C'è chi l'ha adorato, chi odiato, chi umiliato e chi glorificato.
Ma siamo sicuri di conoscerlo veramente? Come si sa la storia è scritta dai vincitori e lui, il più grande dei vincitori, perse la sua battaglia più importante.
Dietro la figura del generale vittorioso e dell'imperatore glorioso si nasconde un solitario, estremamente complesso, incompreso che ha condotto la sua lotta personale contro un mondo che opprime sogni, speranze e ambizioni.
Un uomo che, nonostante le calunnie, le accuse, vere e presunte, affascina tutt'ora per la sua mente brillante, per le straordinarie doti tattiche, strategiche e di pensiero.
Una figura storica la cui esistenza è stata un breve passaggio per la creazione di un'era completamente nuova in cui nulla sarebbe stato più lo stesso.

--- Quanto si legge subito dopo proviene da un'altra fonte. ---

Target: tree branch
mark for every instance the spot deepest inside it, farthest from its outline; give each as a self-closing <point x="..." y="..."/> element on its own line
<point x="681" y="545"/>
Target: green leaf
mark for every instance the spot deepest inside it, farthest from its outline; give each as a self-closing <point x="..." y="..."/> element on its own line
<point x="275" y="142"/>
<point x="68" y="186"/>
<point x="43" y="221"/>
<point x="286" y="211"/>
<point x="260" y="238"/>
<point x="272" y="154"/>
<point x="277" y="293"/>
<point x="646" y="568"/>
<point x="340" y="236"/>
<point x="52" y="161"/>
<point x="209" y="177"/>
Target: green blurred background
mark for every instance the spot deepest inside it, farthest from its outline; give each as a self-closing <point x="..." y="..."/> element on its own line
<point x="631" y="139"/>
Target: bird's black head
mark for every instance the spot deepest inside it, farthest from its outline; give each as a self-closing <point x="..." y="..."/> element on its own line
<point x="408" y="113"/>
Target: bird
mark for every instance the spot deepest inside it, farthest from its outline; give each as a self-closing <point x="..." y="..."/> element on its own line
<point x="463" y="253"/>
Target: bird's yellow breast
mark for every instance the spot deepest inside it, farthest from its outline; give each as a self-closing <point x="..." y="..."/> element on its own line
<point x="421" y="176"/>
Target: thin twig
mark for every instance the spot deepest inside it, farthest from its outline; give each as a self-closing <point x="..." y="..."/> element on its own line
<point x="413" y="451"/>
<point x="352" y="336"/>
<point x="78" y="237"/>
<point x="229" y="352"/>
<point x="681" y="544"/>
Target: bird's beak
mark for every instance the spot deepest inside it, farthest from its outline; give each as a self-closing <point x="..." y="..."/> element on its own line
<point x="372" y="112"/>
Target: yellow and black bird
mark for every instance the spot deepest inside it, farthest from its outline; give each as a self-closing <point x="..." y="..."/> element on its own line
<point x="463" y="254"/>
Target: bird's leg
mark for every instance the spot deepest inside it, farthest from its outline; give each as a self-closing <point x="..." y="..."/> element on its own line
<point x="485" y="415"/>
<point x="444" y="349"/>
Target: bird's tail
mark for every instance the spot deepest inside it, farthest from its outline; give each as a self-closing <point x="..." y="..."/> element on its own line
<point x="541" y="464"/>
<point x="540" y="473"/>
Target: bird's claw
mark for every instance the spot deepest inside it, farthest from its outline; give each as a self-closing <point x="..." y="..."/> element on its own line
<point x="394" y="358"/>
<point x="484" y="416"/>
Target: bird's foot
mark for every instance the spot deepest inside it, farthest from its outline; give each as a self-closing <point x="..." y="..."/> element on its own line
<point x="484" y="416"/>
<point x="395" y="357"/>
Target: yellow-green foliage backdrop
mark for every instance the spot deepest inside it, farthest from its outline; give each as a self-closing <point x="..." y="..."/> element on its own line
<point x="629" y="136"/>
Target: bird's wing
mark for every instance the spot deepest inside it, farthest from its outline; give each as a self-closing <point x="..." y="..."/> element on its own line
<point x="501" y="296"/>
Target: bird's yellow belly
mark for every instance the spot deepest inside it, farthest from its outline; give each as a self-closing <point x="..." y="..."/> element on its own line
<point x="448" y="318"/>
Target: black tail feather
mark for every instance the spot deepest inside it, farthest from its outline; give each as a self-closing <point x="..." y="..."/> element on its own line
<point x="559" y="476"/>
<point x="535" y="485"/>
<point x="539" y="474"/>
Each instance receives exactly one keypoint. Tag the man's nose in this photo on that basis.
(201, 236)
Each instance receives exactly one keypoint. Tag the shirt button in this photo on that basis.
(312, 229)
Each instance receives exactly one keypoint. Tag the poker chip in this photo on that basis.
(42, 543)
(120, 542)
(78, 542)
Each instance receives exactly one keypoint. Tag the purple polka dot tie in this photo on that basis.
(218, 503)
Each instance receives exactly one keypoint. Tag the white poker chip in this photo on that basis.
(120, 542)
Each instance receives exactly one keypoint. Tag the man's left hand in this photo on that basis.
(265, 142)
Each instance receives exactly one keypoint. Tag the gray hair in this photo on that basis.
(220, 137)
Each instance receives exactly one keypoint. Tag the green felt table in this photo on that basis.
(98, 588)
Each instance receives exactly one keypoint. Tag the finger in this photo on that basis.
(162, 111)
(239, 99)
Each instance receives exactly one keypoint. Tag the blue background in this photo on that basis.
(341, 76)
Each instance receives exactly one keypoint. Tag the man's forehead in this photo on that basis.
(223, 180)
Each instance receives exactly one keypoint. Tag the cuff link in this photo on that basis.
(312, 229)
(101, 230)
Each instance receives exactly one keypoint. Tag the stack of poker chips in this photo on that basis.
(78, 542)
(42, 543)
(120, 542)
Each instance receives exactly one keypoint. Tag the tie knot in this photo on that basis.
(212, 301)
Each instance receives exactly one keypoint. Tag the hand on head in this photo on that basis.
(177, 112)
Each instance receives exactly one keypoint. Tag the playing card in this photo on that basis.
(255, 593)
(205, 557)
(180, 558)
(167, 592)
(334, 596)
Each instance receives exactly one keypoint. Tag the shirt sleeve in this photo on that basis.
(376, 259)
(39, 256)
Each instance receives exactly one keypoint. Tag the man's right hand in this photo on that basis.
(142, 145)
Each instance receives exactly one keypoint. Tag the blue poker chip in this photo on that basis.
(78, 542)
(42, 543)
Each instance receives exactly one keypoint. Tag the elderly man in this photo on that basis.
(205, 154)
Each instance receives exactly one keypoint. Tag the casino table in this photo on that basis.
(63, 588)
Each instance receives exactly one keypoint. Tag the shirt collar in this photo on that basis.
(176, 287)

"Sono nato quando il paese stava morendo, trentamila francesi vomitati sulle nostre coste, ad affogare i troni della libertà in mari di sangue, tale fu l'odioso spettacolo che colse per primo il mio occhio. Le grida dei morenti, i brontolii degli oppressi, le lacrime di disperazione circondarono la mia culla sin dalla nascita".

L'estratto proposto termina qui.